Blogger Jon Hall said...

Went and saw it on Friday night. What a great, great night at the movies. I haven't felt that good walking out of a movie in a long time. And it wasn't just about "feeling" good, but that I felt a restored hope in true, honest, entertaining and original storytelling through film.

I hope that this film encourages the production of more honest, *original* films that tell stories really, really well. Of course, there will be "Juno" ripoffs. But I hope that Juno will fuel the independent, non-institutionalized direction that film and music seem to be headed.

10:21 AM  
Blogger Tony said...

And, I gotta say it......it takes place in MINNESOTA!

4:11 PM  
Blogger Tony said...

Also, you should check out this article in the current issue of TIME. http://www.time.com/time/magazine/article/0,9171,1713487,00.html

Its all about who/what the Academy has picked in the past. Here is an excerpt:

Too often, though, the Academy has rewarded films at the high end of mediocrity, operating within a narrow band of reassuring realism. They're called "movies of quality," which really means movies of piety--stories of cozy spiritual uplift (Mrs. Miniver, Going My Way) or, more recently, of superior damaged creatures (Rain Man, A Beautiful Mind). And they're often chosen over edgier fare. Thus, in 1977 the softhearted Rocky beat four superior films (All the President's Men, Bound for Glory, Network and Taxi Driver), and in 1982 another inspirational sports movie, Chariots of Fire, won out over Reds and Raiders of the Lost Ark. Oscar also ignores pictures deemed too weird (i.e., modern) or infra dig (i.e., genre films). In judging movie acting, the Academy is often slow to notice the arrival of talent ready to shake up or reshape a staid industry.

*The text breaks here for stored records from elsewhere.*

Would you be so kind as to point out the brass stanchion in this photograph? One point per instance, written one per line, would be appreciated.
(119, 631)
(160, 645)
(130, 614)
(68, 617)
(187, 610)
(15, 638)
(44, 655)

I couldn't have said it better myself!

4:16 PM  
Blogger Tony said...

Sorry, got to say one more thing. This film touched me on a personal level. My Mom was JUNO when she was a teenager, although her experience wasn't as witty or funny. It was extremely painful. However, because of what she went through, I now have an older brother that I didn't know when I was growing up. I'm thankful for her decision. Needless to say, I was sobbing at the end of the film.

4:23 PM  
Blogger SoulBoogieAlex said...

I absolutely loved this movie, especially since it gave such a human face to the dilemmas surrounding teen pregnancies. A topic that seemingly cannot be discussed without all kind of horror stories getting into the mix.

Juno is the way comedies should be done. Close to life. Our little tragedies are funny enough without turning them into slapstick monstrosities.